De 2003 à 2008, le tabagisme passif à la maison a tout de même diminué année après année au Québec et au Canada pris dans son ensemble. En 2007, c’était encore 12 % au lieu de 9,7 % des non-fumeurs de 12 ans et plus au Québec qui déclaraient être exposés à cette fumée secondaire.

Au sein de la population non fumeuse de 12 ans et plus, dans l’ensemble du pays, ce sont les garçons et les filles de 12 à 19 ans qui forment encore le groupe d’âge le plus souvent condamné à respirer à la maison la fumée d’un proche. Au Canada, la proportion des adolescents non fumeurs qui déclarent y être exposés est à peu près le double de la moyenne enregistrée auprès des non-fumeurs plus âgés.

C’est cependant à la tranche d’âge des 12 à 19 ans que le rattrapage opéré par les ménages québécois entre 2007 et 2008 semble avoir le plus profité.
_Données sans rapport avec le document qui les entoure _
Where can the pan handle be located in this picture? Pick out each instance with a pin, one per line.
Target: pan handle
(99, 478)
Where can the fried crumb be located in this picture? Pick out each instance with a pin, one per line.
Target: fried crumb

En 2007 au Québec, 27,8 % des non-fumeurs de 12 à 19 ans, au lieu de 20,0 %, déclaraient être exposés à la fumée secondaire à la maison.

Méthode différente, taux différents

La prévalence du tabagisme, telle qu’estimée par l’Enquête sur la santé dans les collectivités canadiennes (ESCC), est généralement supérieure à l’estimation produite par l’Enquête de surveillance de l’usage du tabac au Canada (ESUTC).

Pour mesurer le phénomène tabagique, Statistique Canada pose exactement les mêmes questions lors des deux enquêtes, mais procède différemment. Même si les deux enquêtes sont menées avec professionnalisme, il est vraisemblable, selon l’analyste Sylvain Tremblay de Statistique Canada, que le contexte de l’ESUTC introduise un certain biais défavorable aux aveux de tabagisme par les personnes « surveillées ».

Dans le cas de l’ESCC, au cours de quatre des six derniers sondages, la trentaine de questions liées à l’usage du tabac a figuré dans un total de 200 questions visant à connaître les comportements sanitaires et les vues des personnes de 12 ans et plus. Par comparaison, l’ESUTC concerne exclusivement l’usage du tabac, comme son nom le proclame. L’approche des deux enquêtes n’étant pas identique, il est naturel que les réponses des personnes sondées diffèrent légèrement.

Menées auprès d’un échantillon unique de 9000 personnes de 15 ans et plus, comparé à 65 000 personnes de 12 ans et plus pour l’ensemble des échantillons régionaux de l’ESCC, les entrevues de l’ESUTC se font toutes au téléphone, alors que celles de l’ESCC se font dans la moitié des cas au domicile des personnes sondées, en utilisant le carnet d’adresses que Statistique Canada tient à jour pour d’autres sondages. La variété des contextes d’entrevue n’étant pas la même dans les deux enquêtes, on comprend que les déclarations des répondants diffèrent légèrement.

Le taux de réponse supérieur en utilisant un carnet d’adresses (80%) au lieu d’un bottin téléphonique (75 %), et surtout un nombre plus élevé de répondants dans chaque tranche d’âge, province, territoire ou région, permettent toutefois, selon Sylvain Tremblay, de comparer les estimations de prévalence provenant de l’ESCC avec plus d’assurance que celles de l’ESUTC.